De nombreuses interventions déterminantes, contraires à leur point de vue allaient dans le sens d’une non-participation. Ceux qui ne partagent pas l’idée d’entrer dans l’arène électorale argumentent du fait que les partis politiques ont créé des divisions dans les communautés et que les élections sont des processus qui engendrent de la violence, que les conditions ne sont pas réunies pour des élections propres, qu’il serait plutôt nécessaire de créer d’autres types de relations, l’on parle d’autogestion, d’autonomie... Les électoralistes sont restés obstinés dans leurs certitudes, mais on a pu observer comment, petit à petit, ils perdaient en même temps patience et leur assurance présomptueuse de la bonne marche de leurs affaires, alors que se dessinait une majorité pour ne pas collaborer au futur processus électoral (déjà, lors de la Première Assemblée régionale des peuples de l’Isthme, qui s’est tenue à Ixtepec les 27 et 28 janvier, une large majorité s’était décidée à ne pas participer au processus électoral).
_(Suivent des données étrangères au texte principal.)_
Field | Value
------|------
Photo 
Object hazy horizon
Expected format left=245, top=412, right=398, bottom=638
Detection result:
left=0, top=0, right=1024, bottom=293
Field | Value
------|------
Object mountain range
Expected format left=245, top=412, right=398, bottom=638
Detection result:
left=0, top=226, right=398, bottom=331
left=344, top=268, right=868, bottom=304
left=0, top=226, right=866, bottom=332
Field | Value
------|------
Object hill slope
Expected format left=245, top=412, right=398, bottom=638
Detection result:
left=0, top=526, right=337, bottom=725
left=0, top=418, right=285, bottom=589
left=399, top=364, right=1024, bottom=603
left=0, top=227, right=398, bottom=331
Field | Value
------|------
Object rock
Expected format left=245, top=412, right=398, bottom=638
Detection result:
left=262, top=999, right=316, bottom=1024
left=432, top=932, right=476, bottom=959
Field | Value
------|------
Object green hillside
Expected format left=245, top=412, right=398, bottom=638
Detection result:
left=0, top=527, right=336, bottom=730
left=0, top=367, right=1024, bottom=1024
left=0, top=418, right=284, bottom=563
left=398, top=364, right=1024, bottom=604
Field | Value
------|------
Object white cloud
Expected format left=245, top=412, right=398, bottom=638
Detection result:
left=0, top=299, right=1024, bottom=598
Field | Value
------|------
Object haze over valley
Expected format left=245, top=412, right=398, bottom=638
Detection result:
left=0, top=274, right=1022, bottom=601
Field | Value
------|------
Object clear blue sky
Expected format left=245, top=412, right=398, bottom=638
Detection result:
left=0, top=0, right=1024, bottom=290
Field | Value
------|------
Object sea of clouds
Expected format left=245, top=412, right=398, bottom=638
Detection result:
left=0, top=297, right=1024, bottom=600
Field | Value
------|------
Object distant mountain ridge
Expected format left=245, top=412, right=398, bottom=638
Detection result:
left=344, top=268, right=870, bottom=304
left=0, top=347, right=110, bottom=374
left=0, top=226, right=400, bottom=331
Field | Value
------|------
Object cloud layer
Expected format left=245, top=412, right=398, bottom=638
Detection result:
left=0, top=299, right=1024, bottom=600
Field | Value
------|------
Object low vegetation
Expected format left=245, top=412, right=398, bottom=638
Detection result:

Les deux camps sont restés irréconciliables jusqu’au bout et il a été décidé, à ce stade, qu’un accord consensuel serait éventuellement trouvé au moment de la plénière en ce qui concernait cette prise de position. Les points d’entente ont été que le processus électoral ne doit pas diviser l’APPO, que sa lutte doit aller plus loin, que l’on ne doit pas se fier aux partis politiques, qu’il faut respecter les accords pris en assemblée constitutive, que l’on peut appeler au vote « de castigo », élaborer un plan d’action... et quelques autres dont je n’ai plus le souvenir.

Le moment de la plénière est arrivé après le repas. Le résumé et les conclusions de la table 1 (situation organique de l’APPO) ont duré assez longtemps du fait que les participants à l’assemblée ont débattu longuement sur la révocation des mandats des membres du conseil de l’APPO (une soixantaine d’entre eux étaient présents à l’assemblée sur les 270 que compte l’APPO). En fin de compte, il a été convenu de convoquer par écrit les membres du conseil pour la prochaine assemblée, que chaque commission devra élaborer un plan de travail, révocation des « conseillers » qui ne remplissent pas leur tâche (accompagné de tout un processus bureaucratique pour les virer), création d’une commission « honneur et justice » pour résoudre les problèmes délicat qui se présentent de remplacement des membres du conseil qui sont toujours prisonniers, il a été décidé de réaliser une assemblée mensuelle. Les participants se sont mis aussi d’accord sur la nécessité de renforcer la communication entre les différents conseils. Il a été décidé d’amplifier ces conseils de nouveaux délégués venant des régions et de créer le poste de coordinateur, nommé par les assemblées régionales. Il a été établi de fortifier l’APPO dans les régions, de même les membres du conseil de la section 22 du syndicat enseignant sont invités à se joindre au conseil de l’APPO. L’assemblée s’est aussi mise d’accord pour intégrer une commission de liaison (enlace) avec l’Assemblée populaire des peuples du Mexique. De plus, il a été proposé et repris l’idée d’une caisse de soutien pour aider ceux qui viennent de loin assister aux marches et aux réunions, il a été demandé de rendre des comptes clairs à chaque assemblée, d’avoir une « officine » (un local d’information), il a aussi été décidé que quelques membres du Comité des familles de prisonniers et de disparus de l’Oaxaca (Cofadapo) se joignent aux membres du conseil de l’Assemblée populaire.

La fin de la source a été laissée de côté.